(Above) Scout Tafoya leads a far-reaching conversation full of allusions with "American Twilight" editor Will Dodson that covers all of Hooper's marginalized TV work and the politics of distrust and paranoia subsumed into all of them, not as a sharpened or pointed political sling (often manifested as satire in those outside works) but as a general malaise of anger and rebellion. The Bush presidential cabinet is a particular target for Hooper's, and the participants', disdain.

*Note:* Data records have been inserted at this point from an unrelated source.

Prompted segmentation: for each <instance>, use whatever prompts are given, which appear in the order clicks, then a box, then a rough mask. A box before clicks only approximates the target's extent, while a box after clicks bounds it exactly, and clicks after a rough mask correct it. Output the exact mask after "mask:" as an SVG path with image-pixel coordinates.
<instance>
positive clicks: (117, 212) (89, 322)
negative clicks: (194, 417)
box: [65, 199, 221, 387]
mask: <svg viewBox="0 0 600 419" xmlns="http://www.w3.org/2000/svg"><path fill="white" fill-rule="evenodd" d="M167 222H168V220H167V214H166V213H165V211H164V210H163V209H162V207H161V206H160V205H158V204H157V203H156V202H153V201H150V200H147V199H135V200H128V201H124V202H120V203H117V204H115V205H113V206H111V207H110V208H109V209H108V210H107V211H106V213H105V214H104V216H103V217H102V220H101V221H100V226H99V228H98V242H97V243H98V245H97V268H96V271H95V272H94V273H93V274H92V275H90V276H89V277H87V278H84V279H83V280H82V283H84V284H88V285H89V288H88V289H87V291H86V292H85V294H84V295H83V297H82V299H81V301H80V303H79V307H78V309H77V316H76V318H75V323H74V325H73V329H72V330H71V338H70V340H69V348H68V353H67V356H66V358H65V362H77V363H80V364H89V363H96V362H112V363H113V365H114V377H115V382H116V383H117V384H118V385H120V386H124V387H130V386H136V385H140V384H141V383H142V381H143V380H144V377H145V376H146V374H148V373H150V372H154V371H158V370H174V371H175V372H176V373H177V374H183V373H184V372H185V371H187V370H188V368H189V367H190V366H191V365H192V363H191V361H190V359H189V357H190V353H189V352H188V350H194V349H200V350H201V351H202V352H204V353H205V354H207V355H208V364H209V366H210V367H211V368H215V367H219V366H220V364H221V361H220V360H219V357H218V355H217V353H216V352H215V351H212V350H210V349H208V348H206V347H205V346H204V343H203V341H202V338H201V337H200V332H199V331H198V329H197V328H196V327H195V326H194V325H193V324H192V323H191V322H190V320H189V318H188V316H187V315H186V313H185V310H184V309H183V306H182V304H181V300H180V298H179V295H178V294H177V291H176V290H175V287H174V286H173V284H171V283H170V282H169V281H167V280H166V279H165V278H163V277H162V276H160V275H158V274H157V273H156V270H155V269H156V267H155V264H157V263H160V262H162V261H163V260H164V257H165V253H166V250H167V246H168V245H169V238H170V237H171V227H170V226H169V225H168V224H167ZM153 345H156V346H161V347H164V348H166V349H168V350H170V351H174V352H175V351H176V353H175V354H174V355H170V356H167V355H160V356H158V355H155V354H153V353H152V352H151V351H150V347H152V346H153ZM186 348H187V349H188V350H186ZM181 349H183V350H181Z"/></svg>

(Above) First-hand observer of Hooper's working methods Stan Giesea and someone who looks an awful lot like myself provide, with the help of moderating presence Dr. Will Dodson, PhD, a more focused, smaller-in-scope discussion on ideas barely formed and secrets unlocked, but put forth in the shape Hooper scholarship has so far taken, which is theses, manifestos, and histories yet to be written. "American Twilight" is of course the ideal of where scholarship can go, but we show how a live Hooper seminar might play in the future after a few speech lessons and public speaking tutorials.
(Above) Co-editors Kristopher Woofter, PhD. and Will Dodson, PhD. discuss the themes running through their writers' essays and get surprisingly passionate about underrated Hooper films from The Funhouse to Crocodile and Mortuary. Getting matter-of-fact about Poltergeist is the evolution of Hooper discourse.